Tuesday, September 6, 2011

Nothing So Absolute as Hope: A Consideration of Kay Boyle


Years ago I made a bargain with myself that I would only consider troubles that I had the power to address.  The larger issues in the world where people were starving, and dieing in the abattoirs of genocide, I set aside.  I wrote the occasional letter and contributed when I could to worthy organizations that I hoped would fight in my place for decent living conditions and the right to live without terror.  I joined Amnesty International.  I gave money whenever anyone asked me for spare change, and protested for peace when the protest wasn’t too dangerous or too far away.
            This bargain that I made was an uneasy one, and I finally recognized the deception and convenience of its strictures upon reading the short stories and novels of Kay Boyle.  Kay Boyle, in her writings, takes a moral stance, and in full recognition of all the bewildering currents and complexities of daily living, forces the reader to make a choice.  She assaults our sleep, said William Carlos Williams in early recognition of Boyle’s capacity to block off all routes of evasion.  “And for that reason,”  Williams said, her stories would “not succeed in America; they [would be] lost, damned.”
            While it is true, however, that Boyle is not as frequently read as her contemporaries, Hemingway, Fitzgerald and Joyce, those readers who do find their way to her works, whether through happenstance or recommendation, are invariably changed.  Through an almost dogged persistence, Boyle makes us step out of the boundaries of who we are.  This is not to say that her stories are simplistic.  If they were, they would not have the power to affect us.  Rather, through the juxtaposition of metaphor and counterpoint, she leads the reader to a dilemma and then trusts him to see the ramifications of failing to consider.
            Because there is so much brutality in the world (brutality that Boyle witnessed in pre-war France and post-war Germany), brutality runs like a bright red thread through her stories.  Because those who do see are often stymied by the enormity and complexity of the problems, Boyle’s protagonists are often ineffectual.  Take for instance, the teacher in “Life being the Best,” who proffers biblical stories to combat the injustices in a peasant boy’s life.  Take the administrator in  Generation without Farewell who wishfully believes that creating a place where soldiers can listen to Beethoven will heal the scars of occupied Germany.  There is “nothing so absolute as hope” in Kay Boyle’s stories, but there is a thoughtfulness and a determination not to look away.

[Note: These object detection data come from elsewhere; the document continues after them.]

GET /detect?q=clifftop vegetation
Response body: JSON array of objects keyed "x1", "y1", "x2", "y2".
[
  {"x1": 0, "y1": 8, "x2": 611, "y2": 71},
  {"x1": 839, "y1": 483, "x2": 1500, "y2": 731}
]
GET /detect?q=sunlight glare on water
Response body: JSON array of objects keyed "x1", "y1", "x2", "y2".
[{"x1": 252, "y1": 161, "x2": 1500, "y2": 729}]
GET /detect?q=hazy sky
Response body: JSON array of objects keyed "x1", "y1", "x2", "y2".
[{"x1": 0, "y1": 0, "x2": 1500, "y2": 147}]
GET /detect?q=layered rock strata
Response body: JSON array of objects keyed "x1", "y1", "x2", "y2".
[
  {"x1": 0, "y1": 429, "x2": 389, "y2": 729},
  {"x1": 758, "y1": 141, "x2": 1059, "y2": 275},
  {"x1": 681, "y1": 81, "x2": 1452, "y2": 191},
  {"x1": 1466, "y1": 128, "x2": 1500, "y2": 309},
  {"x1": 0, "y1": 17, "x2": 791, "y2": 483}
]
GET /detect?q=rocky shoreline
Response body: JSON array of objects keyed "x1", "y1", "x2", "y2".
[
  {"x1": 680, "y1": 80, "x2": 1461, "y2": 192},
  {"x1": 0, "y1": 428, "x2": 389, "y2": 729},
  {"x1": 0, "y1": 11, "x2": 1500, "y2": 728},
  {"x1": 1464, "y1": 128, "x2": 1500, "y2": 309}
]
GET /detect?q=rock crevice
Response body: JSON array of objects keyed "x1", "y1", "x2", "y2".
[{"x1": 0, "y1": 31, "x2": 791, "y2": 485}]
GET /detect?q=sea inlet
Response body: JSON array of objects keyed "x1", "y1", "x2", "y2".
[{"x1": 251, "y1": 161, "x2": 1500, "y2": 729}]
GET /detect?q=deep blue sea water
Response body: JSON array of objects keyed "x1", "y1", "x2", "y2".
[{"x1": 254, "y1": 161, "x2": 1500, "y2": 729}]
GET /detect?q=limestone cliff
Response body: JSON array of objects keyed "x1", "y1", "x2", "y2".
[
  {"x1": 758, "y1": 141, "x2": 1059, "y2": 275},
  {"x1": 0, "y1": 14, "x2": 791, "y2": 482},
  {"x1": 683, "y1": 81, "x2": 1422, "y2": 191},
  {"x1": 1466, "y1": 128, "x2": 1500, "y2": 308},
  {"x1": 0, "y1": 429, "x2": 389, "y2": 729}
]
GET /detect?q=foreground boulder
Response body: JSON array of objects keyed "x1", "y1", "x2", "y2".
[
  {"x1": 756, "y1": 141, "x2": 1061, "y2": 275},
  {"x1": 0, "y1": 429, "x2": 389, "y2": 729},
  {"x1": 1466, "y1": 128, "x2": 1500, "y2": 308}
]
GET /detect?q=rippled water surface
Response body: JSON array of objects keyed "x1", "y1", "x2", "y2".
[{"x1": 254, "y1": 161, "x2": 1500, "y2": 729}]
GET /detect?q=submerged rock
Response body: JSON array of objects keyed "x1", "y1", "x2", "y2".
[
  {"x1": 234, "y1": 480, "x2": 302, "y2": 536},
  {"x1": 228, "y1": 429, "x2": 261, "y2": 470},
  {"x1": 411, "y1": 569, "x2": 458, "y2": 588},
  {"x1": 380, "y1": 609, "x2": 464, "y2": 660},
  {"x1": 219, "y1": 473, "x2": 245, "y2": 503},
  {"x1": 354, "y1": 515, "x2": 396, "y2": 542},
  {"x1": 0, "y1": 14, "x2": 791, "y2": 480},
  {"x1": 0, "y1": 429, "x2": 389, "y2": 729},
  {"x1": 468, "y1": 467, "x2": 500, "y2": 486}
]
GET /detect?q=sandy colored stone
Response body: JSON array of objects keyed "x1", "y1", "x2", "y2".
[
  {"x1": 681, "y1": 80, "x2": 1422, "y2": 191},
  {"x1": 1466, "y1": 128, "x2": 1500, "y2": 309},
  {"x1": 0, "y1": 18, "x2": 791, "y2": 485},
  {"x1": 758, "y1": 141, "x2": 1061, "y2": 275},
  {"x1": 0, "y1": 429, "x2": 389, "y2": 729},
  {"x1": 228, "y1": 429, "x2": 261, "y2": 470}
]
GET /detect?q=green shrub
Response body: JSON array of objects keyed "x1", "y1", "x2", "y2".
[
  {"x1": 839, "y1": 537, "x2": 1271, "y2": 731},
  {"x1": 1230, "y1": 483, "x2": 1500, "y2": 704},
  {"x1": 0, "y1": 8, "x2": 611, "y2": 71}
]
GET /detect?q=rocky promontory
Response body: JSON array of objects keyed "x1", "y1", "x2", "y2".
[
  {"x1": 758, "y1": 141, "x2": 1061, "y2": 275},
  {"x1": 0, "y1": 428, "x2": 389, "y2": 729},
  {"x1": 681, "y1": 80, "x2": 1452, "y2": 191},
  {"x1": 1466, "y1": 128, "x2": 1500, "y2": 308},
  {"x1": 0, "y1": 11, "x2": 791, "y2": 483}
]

            Perhaps Boyle’s stance is best revealed in her story, “Seven Say You Can Hear Corn Grow.”  Here, a boy named Dan recounts a newspaper story to his mother, relentlessly forging on even when she tells him she wants him to stop.  A horse being transported in an airplane has gone berserk.  He is rearing in terror, striking the enclosure with his hooves.  The pilot cannot quiet him, and he fears the horse will bring the plane down.   So he takes an axe and….  The mother breaks in and tells the boy that she doesn’t want to hear it.  “You have to hear it,”  the boy says.  “If you don’t know whether you’re on the side of the horse they killed or on the side of the pilot, there’s no sense trying to work out your life.  You have to decide first.”
            Boyle’s early heroes were Eugene Debs, Lola Ridge, and Upton Sinclair, all strong champions of social causes, people who worked to give a voice to those who otherwise would not be heard.  In her turn, Boyle covered the Nazi war criminal trials for the New Yorker, marched for civil rights, and protested the Viet Nam war.  She led a turbulent life, transitioning from living in a spare one room apartment with her first husband, to having an affair with a poet dieing from tuberculosis, to living in Raymond Duncan’s commune.  She was one of the “lost generation” in 1920s Paris and participated in all its excess and jaded dissolution.  She was married three times and had six children and two step children.  In her later years, she taught creative writing at San Francisco State College, though she, herself, had never had any formal education.  Throughout all of these changes in direction, she never lost her direction.  She never stopped asking the questions.